- Nickname: Ivan Kosančić
- Born: 1876 Pavlica, Raška, Ottoman Empire (now Serbia)
- Died: May 25, 1905 (aged 29 or 30) Velika Hoča, Ottoman Empire (now Kosovo)
- Allegiance: Serbian Chetnik Organization (1903–05)
- Service years: 1903–05
- Rank: vojvoda (duke)

= Savatije Milošević =

Savatije Milošević (Саватије Милошевић; 1876 – 1905), known as Vojvoda Savatije, was a Serbian hajduk and Chetnik commander.

==Life==
===Early life===
Savatije Miličević Milošević (Саватије Миличевић Милошевић) was born in Pavlica, Raška, at the time part of the Ottoman Empire (today Serbia).

At the age of 25, Milošević murdered Pavle Jasnić, a chief of a srez (municipality) in Raška, because of a blood feud, and joined the hajduks (brigands) with whom he was active in the Ottoman Empire. He found refuge in Peć, Kosovo Vilayet, at the house of Albanian kachak Mula Zeka. When the authority started searching for him, he fled to the Principality of Montenegro.
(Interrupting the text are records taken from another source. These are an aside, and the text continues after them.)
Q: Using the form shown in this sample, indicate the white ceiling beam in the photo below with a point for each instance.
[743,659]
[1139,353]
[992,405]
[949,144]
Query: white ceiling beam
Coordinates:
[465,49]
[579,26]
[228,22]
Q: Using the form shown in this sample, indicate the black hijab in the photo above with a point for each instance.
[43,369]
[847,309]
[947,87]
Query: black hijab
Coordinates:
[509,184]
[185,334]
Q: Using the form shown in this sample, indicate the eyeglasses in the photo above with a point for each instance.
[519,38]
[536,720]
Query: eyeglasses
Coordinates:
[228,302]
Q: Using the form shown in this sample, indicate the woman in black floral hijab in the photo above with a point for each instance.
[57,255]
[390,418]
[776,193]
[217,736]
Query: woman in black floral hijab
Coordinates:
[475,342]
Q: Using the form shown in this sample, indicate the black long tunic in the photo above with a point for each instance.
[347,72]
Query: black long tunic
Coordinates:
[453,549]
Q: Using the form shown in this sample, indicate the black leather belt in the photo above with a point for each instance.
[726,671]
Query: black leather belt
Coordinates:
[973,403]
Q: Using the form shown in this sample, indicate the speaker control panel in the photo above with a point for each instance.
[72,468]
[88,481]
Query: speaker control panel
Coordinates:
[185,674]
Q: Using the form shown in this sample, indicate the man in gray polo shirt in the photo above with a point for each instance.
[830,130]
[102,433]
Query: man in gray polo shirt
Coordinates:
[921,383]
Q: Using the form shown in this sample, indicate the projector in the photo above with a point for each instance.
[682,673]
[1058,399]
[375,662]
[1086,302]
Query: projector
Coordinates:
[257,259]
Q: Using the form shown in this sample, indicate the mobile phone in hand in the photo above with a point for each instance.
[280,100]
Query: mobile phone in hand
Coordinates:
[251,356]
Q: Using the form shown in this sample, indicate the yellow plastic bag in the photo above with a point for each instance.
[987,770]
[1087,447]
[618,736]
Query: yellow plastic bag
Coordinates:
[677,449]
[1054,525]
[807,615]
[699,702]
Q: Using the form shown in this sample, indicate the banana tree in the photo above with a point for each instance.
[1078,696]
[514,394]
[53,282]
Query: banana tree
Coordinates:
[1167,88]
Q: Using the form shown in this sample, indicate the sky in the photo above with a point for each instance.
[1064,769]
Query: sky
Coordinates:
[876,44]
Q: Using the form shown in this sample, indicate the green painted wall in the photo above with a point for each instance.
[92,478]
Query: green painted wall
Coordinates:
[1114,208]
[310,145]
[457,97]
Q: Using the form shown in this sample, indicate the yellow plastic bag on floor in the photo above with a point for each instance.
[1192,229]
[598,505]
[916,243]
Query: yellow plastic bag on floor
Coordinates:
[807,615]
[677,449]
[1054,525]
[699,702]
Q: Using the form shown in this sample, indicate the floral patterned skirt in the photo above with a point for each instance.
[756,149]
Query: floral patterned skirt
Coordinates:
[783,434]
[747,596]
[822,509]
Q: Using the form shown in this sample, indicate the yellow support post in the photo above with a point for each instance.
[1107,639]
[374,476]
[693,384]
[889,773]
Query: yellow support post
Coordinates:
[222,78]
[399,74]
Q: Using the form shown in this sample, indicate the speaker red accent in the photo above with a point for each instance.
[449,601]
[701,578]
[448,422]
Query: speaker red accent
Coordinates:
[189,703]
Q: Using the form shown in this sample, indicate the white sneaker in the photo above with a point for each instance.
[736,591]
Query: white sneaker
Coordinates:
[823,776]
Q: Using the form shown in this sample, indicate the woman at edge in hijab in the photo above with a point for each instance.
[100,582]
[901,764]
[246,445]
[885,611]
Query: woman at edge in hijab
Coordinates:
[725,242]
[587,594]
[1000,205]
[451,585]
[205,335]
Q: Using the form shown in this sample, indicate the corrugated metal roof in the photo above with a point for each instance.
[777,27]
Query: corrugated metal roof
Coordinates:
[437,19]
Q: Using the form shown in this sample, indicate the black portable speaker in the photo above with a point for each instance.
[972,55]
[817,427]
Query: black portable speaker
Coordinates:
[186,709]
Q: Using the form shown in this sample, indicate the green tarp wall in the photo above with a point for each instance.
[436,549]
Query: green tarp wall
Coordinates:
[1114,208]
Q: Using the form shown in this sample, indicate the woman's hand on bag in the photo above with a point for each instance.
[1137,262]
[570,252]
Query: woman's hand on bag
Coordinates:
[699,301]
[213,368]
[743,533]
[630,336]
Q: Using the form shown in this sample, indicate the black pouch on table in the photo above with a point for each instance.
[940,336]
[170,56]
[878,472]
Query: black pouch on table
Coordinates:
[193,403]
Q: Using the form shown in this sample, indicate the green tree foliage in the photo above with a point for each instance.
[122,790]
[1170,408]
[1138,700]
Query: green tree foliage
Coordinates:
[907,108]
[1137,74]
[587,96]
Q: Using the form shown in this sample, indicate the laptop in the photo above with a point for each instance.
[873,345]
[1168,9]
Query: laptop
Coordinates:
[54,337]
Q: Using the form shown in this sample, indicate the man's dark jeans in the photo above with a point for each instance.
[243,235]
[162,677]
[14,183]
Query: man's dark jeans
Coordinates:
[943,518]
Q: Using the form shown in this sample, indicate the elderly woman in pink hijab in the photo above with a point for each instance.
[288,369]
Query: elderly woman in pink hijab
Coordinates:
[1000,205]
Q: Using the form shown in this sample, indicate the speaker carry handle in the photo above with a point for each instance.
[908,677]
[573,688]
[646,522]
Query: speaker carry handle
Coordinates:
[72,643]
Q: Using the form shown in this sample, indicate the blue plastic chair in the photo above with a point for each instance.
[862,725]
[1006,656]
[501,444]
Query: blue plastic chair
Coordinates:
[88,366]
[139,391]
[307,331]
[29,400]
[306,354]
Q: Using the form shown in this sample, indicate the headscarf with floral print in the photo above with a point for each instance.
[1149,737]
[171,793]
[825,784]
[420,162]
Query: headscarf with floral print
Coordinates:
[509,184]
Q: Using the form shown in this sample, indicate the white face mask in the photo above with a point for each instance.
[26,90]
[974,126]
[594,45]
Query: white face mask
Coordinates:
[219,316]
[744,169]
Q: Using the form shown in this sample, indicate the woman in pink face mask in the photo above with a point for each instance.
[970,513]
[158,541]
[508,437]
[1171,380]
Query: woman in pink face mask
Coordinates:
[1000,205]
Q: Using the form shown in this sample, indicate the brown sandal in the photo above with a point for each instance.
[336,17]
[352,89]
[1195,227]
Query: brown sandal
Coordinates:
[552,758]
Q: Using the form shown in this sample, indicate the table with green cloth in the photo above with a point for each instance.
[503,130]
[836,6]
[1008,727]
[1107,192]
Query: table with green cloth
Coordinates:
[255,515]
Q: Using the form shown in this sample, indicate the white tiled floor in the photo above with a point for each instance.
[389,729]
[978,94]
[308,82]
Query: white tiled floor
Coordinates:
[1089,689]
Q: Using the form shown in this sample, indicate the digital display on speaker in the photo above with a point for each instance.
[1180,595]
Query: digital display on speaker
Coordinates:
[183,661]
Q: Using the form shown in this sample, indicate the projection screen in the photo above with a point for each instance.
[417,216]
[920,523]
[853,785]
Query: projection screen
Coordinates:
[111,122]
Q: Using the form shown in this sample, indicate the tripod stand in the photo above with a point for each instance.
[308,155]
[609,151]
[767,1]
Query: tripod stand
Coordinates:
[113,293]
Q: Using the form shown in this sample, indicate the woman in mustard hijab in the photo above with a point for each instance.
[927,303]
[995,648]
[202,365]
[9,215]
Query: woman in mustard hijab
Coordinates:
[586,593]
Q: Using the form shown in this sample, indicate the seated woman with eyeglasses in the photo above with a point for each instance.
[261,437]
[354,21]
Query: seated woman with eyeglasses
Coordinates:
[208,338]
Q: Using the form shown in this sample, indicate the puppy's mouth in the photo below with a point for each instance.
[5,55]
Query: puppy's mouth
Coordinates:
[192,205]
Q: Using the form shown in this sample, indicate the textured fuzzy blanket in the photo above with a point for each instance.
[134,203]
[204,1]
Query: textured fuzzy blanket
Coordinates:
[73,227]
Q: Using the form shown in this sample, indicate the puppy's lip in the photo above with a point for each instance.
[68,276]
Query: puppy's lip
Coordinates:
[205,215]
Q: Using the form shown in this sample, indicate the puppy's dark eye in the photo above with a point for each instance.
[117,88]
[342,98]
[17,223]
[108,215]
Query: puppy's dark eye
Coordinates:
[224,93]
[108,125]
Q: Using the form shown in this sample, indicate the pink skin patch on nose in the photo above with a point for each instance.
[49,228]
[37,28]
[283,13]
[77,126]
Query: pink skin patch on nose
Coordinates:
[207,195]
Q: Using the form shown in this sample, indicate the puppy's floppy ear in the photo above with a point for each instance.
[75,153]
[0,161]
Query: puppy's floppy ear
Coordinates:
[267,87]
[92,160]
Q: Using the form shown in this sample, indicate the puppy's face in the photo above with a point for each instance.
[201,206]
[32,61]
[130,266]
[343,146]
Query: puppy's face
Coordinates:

===Serbian Chetnik Organization===
He participated in the famous battle at Čelopek (April 1905). Together with Lazar Kujundžić and Živojin Milovanović he turned and went for Poreče, through Kosovo and Metohija and Podgora, in order to bypass Ottoman harassing in the Kumanovo region. Milovanović, as a Serbian officer, was to establish the headquarters of Western Povardarje. The company was betrayed in Velika Hoča on May 25, 1905, by local Albanians who had initially promised (see besa) their security, thus they were forced to battle the Ottoman Army and neighbouring Albanian kachaks where they were killed.

==Legacy==
A street in the Zvezdara neighbourhood of Belgrade bears his name, as well as a street in the town of Raška.